I have run tcpdump all night to find out what happens. The host receives
an ARP request with a source address of 0.0.0.0:
18:33:51.222688 arp who-has hydra tell 0.0.0.0
0001 0800 0604 0001 0030 65c6 a174 0000
0000 0000 0000 0000 c1af 8755 5555 5555
5555 5555 5555 5555 5555 5555 5555
I think, this may happen if the host does not yet know it's IP address
(DHCP maybe?).
But FreeBSD-current for some unknown reason answers to this request:
18:33:51.222835 arp reply 0.0.0.0 is-at 0:60:97:a:99:f
0001 0800 0604 0002 0060 970a 990f 0000
0000 0030 65c6 a174 0000 0000 5555 5555
5555 5555 5555 5555 5555 5555 5555
and then prints:
Oct 18 18:33:51 scotty /boot/kernel/kernel: arp: 00:30:65:c6:a1:74 is using my IP address 0.0.0.0!
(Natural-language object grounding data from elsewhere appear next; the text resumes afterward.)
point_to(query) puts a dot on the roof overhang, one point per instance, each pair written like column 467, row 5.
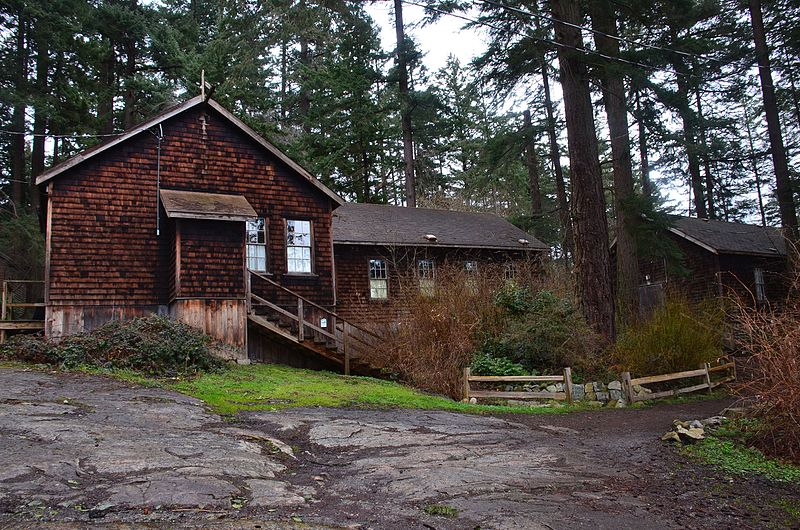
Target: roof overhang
column 211, row 206
column 174, row 111
column 525, row 248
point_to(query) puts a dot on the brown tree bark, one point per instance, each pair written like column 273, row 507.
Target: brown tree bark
column 604, row 21
column 783, row 183
column 567, row 242
column 592, row 260
column 405, row 105
column 532, row 164
column 17, row 143
column 40, row 117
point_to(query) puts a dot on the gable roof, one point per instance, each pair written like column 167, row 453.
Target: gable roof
column 198, row 205
column 721, row 237
column 380, row 224
column 174, row 111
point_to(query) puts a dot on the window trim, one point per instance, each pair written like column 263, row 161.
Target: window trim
column 312, row 238
column 431, row 281
column 370, row 279
column 265, row 244
column 761, row 287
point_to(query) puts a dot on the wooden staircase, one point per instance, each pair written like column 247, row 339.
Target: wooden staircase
column 281, row 313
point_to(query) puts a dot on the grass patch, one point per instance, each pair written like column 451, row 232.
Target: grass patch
column 441, row 510
column 726, row 449
column 270, row 387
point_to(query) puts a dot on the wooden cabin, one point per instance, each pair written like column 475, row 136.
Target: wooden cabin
column 192, row 214
column 717, row 258
column 381, row 250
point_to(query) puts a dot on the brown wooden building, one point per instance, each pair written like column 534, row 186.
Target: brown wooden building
column 717, row 258
column 381, row 250
column 193, row 214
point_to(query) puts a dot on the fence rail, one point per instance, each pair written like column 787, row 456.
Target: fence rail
column 724, row 365
column 10, row 293
column 565, row 378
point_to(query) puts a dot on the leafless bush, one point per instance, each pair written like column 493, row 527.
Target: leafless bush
column 439, row 334
column 771, row 337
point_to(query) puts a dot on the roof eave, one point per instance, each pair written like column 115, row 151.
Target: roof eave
column 434, row 245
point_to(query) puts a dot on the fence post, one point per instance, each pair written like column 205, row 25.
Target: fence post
column 346, row 348
column 706, row 366
column 300, row 331
column 628, row 387
column 568, row 384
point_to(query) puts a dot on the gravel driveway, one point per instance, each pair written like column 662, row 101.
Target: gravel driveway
column 78, row 450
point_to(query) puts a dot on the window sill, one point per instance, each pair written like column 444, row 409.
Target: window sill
column 300, row 275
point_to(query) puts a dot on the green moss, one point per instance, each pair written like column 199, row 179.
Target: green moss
column 726, row 450
column 268, row 387
column 440, row 510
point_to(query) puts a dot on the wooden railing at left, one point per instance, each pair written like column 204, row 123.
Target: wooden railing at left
column 305, row 318
column 8, row 304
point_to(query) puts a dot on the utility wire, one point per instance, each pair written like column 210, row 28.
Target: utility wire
column 595, row 31
column 45, row 135
column 550, row 42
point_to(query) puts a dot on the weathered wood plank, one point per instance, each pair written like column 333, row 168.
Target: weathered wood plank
column 561, row 396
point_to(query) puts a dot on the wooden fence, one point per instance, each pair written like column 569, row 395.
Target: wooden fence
column 705, row 372
column 565, row 379
column 11, row 299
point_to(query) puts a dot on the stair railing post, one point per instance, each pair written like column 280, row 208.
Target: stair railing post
column 300, row 325
column 346, row 347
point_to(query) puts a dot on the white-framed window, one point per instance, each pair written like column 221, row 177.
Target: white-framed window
column 298, row 246
column 256, row 237
column 378, row 280
column 761, row 286
column 426, row 273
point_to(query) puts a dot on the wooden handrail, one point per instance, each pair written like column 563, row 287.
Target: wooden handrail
column 307, row 301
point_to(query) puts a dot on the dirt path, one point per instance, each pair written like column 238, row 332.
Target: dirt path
column 78, row 450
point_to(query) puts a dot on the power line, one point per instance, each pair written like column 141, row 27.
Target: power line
column 547, row 41
column 45, row 135
column 595, row 31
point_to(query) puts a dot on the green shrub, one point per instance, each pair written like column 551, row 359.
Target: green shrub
column 678, row 336
column 540, row 331
column 486, row 364
column 152, row 345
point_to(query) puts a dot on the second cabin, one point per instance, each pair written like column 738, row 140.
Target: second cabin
column 193, row 214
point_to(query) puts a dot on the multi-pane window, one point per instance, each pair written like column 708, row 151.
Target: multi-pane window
column 426, row 275
column 256, row 244
column 510, row 270
column 761, row 286
column 378, row 280
column 298, row 246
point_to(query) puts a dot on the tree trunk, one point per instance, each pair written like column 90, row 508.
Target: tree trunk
column 17, row 142
column 647, row 185
column 567, row 240
column 754, row 165
column 532, row 163
column 709, row 176
column 783, row 183
column 604, row 21
column 40, row 118
column 405, row 106
column 105, row 105
column 592, row 261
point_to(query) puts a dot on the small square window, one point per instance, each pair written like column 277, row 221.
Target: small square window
column 256, row 238
column 426, row 273
column 378, row 280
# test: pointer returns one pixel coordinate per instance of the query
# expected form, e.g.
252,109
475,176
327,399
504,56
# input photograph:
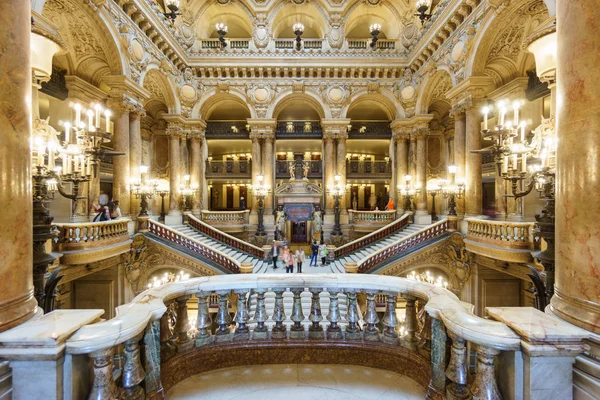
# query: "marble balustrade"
87,235
507,234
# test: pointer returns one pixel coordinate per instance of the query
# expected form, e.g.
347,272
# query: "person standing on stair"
275,254
300,256
314,253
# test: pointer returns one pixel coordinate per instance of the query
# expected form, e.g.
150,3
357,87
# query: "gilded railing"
224,238
371,217
403,245
202,250
506,234
217,218
88,235
372,237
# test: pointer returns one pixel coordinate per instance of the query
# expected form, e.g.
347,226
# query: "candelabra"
222,31
452,189
188,191
298,31
509,144
79,154
375,30
337,191
143,189
261,190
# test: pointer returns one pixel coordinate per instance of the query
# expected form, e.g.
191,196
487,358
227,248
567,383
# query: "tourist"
275,254
300,256
314,253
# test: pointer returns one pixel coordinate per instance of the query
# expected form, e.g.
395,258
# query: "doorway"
298,232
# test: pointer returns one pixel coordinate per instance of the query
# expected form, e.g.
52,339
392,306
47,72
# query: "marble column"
460,133
195,163
121,171
135,155
17,303
341,168
256,168
174,171
473,191
329,161
576,297
268,163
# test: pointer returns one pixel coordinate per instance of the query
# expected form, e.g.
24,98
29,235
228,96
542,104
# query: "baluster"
410,323
223,318
390,320
278,331
133,373
260,316
457,369
371,332
203,321
297,330
241,316
104,387
352,316
333,330
315,331
485,386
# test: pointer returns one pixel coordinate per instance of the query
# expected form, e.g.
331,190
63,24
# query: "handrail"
224,238
508,234
221,259
372,237
404,244
132,318
86,235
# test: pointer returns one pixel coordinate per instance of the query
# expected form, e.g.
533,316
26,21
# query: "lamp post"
298,31
337,191
261,191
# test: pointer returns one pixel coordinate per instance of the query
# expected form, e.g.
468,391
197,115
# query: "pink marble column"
577,289
17,303
473,192
121,163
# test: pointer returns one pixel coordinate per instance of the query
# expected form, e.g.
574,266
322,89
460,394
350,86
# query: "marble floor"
297,382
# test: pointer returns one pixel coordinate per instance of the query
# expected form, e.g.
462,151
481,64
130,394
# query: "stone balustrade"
203,251
506,234
88,235
371,217
372,237
397,249
155,345
225,238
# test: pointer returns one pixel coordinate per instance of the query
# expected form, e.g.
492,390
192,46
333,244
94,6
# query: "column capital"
470,93
335,128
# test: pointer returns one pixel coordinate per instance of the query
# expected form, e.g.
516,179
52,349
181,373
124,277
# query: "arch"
211,99
161,87
434,88
313,99
384,99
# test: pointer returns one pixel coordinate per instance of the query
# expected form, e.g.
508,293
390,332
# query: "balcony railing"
158,318
225,169
371,217
370,169
299,129
203,251
397,249
88,235
282,169
505,234
226,239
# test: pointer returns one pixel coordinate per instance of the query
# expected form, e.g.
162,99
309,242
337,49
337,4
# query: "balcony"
282,169
229,169
366,169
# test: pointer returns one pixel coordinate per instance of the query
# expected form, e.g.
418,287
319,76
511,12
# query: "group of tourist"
289,258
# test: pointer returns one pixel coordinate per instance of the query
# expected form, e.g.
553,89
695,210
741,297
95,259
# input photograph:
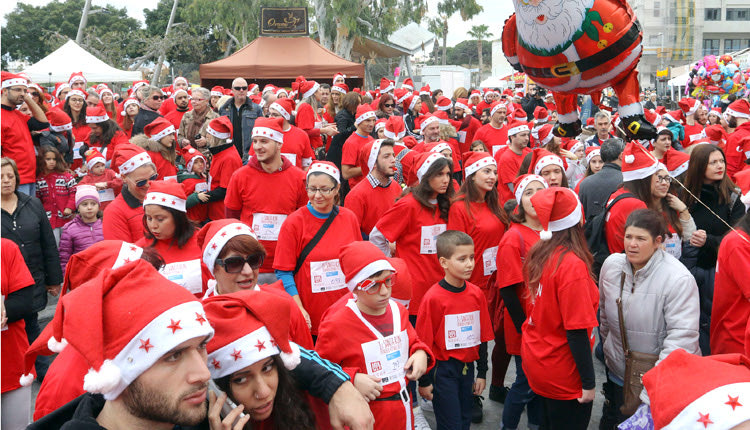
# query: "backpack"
597,238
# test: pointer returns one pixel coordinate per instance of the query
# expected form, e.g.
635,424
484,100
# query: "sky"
494,15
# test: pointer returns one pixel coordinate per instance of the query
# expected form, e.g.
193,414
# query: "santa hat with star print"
475,161
250,326
689,392
558,209
638,163
360,260
123,321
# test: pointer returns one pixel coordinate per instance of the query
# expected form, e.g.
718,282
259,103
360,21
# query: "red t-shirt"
486,230
350,154
15,276
320,281
511,255
414,227
223,166
614,226
248,192
567,299
369,203
731,306
454,324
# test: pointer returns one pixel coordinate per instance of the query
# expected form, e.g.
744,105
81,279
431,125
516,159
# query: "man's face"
173,390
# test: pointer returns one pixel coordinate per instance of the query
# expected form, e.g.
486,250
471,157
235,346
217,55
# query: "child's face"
98,169
461,264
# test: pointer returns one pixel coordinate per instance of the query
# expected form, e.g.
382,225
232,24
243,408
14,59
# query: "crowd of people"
319,257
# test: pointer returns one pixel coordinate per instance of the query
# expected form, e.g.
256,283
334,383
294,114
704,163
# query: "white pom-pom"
291,360
104,380
56,346
26,379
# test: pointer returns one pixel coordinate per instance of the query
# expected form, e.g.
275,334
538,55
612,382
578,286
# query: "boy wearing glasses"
454,322
381,351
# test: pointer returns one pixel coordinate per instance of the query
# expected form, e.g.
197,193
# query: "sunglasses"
143,182
236,263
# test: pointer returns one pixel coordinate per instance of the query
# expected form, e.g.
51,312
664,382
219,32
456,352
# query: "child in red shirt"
455,324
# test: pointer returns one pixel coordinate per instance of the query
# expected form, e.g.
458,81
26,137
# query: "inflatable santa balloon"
576,47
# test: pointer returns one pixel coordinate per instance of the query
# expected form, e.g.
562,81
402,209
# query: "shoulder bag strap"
314,241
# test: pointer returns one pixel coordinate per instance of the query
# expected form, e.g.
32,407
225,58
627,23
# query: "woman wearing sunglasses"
312,275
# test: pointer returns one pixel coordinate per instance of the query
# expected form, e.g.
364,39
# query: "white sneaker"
420,422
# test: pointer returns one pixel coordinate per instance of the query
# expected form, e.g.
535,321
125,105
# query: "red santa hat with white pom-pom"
558,209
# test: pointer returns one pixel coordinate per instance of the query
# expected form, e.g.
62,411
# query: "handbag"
636,364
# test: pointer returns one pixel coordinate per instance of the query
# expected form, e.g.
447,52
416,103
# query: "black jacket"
30,229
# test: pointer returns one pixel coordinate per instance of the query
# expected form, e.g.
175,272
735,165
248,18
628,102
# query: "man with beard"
738,118
247,197
370,199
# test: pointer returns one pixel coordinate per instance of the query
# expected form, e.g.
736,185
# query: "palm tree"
480,32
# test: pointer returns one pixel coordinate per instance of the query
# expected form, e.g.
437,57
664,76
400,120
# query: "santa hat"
326,167
158,129
123,322
523,181
59,121
214,236
75,77
541,158
395,128
638,163
93,156
221,128
689,105
517,126
285,107
96,114
676,161
308,88
443,103
364,112
271,128
424,161
475,161
360,260
690,392
591,152
166,193
129,157
558,209
739,109
191,154
250,326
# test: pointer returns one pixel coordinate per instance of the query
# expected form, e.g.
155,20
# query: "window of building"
713,14
710,47
738,14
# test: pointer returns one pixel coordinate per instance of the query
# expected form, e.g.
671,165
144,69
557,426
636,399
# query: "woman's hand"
214,414
368,386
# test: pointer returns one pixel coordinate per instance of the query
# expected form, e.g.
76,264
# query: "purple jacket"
77,236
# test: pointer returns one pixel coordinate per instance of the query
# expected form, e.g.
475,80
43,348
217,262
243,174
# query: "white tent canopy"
71,58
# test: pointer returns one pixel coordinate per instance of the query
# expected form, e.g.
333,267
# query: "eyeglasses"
323,191
236,263
143,182
368,284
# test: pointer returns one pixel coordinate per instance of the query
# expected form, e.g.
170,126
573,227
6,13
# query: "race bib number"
326,276
268,226
489,260
106,195
186,274
429,238
385,358
462,330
I think this is because I have an interface that is up and has NO IP
address:
lo0: flags=8049<UP,LOOPBACK,RUNNING,MULTICAST> mtu 16384
inet 127.0.0.1 netmask 0xff000000
xl0: flags=8943<UP,BROADCAST,RUNNING,PROMISC,SIMPLEX,MULTICAST> mtu 1500
inet 193.175.135.70 netmask 0xffffff00 broadcast 193.175.135.255
ether 00:60:97:0a:99:0f
media: Ethernet 10baseT/UTP (10baseT/UTP <half-duplex>)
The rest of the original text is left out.